Aber schnell zurück zur Realität, so abrupt wie die Wechsel im Leben von Jackpot, seit er sich verliebt hat. «Rückblickend hätte ich an diesem Tag vielleicht besser nicht bei Louis geklingelt», beschreibt er die erste Begegnung. In schönstem Berner Dialekt liest der Schriftsteller, der spätestens mit «Dr Goalie bin ig» den Durchbruch geschafft hatte, aus seinem Roman. Am Klavier begleitet wird er von Christian Brantschen.
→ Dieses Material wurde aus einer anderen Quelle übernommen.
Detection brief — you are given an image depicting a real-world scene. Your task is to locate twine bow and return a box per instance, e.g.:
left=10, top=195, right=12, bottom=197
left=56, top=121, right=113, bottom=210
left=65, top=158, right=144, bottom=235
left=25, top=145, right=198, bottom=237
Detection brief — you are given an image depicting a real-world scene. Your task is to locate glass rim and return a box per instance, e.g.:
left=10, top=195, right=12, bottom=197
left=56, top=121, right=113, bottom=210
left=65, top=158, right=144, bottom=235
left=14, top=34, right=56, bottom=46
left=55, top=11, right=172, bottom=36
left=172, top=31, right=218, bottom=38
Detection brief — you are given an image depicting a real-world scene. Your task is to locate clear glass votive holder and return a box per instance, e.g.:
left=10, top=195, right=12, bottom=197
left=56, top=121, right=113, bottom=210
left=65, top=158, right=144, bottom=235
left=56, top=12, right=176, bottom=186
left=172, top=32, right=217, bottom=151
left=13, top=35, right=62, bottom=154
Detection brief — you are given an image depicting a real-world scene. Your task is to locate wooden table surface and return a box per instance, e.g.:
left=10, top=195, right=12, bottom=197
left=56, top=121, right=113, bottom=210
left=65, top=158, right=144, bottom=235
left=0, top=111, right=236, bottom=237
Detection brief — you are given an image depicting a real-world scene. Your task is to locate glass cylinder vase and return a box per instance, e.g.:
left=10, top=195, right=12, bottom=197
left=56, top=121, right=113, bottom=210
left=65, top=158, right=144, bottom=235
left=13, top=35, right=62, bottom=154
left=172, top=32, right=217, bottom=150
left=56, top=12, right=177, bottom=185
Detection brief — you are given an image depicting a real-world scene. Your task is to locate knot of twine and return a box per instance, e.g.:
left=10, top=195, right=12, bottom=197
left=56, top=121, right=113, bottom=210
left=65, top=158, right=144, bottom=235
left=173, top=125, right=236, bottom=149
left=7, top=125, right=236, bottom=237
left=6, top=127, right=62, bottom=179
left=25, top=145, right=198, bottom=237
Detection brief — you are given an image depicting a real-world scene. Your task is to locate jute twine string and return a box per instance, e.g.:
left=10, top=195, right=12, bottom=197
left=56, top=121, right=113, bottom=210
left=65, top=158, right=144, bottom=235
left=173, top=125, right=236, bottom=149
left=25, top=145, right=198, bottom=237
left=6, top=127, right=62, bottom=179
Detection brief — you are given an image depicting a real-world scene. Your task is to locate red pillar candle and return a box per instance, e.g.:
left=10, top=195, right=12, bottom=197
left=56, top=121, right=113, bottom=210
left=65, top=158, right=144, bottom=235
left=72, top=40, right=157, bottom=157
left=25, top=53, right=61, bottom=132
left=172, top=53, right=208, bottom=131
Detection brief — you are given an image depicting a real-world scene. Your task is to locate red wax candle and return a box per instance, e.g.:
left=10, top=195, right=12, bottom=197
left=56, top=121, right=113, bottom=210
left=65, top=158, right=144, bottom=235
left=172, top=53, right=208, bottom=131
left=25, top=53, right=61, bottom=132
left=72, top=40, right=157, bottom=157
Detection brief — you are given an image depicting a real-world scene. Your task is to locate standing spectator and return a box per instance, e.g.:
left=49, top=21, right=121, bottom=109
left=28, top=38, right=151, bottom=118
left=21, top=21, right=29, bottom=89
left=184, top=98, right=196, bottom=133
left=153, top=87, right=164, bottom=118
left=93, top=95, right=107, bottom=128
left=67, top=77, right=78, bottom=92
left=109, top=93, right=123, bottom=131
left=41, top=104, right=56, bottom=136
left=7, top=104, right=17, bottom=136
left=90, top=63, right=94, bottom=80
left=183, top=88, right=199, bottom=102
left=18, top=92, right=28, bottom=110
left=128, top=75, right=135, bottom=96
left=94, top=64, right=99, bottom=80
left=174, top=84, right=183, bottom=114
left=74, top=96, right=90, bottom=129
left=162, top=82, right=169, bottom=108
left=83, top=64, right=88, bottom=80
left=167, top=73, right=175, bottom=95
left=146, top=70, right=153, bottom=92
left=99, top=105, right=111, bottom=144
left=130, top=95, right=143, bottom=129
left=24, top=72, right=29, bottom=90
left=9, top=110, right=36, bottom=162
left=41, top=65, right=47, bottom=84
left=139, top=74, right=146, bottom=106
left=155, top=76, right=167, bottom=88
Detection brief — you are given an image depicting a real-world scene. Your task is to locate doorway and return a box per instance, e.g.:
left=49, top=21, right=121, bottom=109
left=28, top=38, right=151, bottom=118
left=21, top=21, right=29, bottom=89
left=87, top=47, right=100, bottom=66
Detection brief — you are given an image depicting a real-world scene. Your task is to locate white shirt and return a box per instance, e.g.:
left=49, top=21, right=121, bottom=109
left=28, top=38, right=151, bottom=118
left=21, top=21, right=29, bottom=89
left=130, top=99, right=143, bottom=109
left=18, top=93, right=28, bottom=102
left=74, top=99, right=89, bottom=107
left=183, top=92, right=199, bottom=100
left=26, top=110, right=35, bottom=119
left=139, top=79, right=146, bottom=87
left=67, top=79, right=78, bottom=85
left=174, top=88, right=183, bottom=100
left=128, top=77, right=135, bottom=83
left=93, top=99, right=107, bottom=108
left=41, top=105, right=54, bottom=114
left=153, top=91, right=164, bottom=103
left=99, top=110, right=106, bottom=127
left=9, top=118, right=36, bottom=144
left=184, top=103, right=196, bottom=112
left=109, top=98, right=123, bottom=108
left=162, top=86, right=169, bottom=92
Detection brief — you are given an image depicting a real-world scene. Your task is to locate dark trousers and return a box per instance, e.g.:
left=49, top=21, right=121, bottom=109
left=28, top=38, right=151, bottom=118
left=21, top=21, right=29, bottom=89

Es sei die musikalisch verbesserte Fanny, sagt Pedro Lenz und führt die Besucher zurück in die tragisch-komische Welt dreier ewiger Verlierer, die doch nie aufgeben.

Liebesrausch und Dialoge

Seine Gefühle für Fanny beschreibt Pedro Lenz in Liedern, die erste Begegnung erinnert ihn an den Schlager «Ich habe die Liebe gesehen», und die Fahrt ins Grüne wird geprägt durch Jacques Brels «Ne me quitte pas». Dazwischen folgen Dialoge mit den Freunden Grunz und Louis, die nicht immer bedeutungsvoll enden: «Je dunkler der Kaffee, umso besser die Stimmung. Kaffee ist ein Antidepressivum.» Doch das neue Gefühl löst bei Jackpot neue Gedanken aus: «Die Liebe kommt vor der Erkenntnis» oder «Frauen mögen wilde Männer, um sie dann zu zähmen». Fanny inspiriert ihn.

Bei der Lesung von Pedro Lenz vereinen sich Realität und Fantasie. Und wie das Leben so oft spielt, entlässt auch er die Besucher mit einer Enttäuschung. Die Beziehung zu Fanny bleibt schwierig, ohne Happy End. Denn Jackpot ist einfach nicht der coole Typ, dem die schönen Frauen an den Lippen hängen.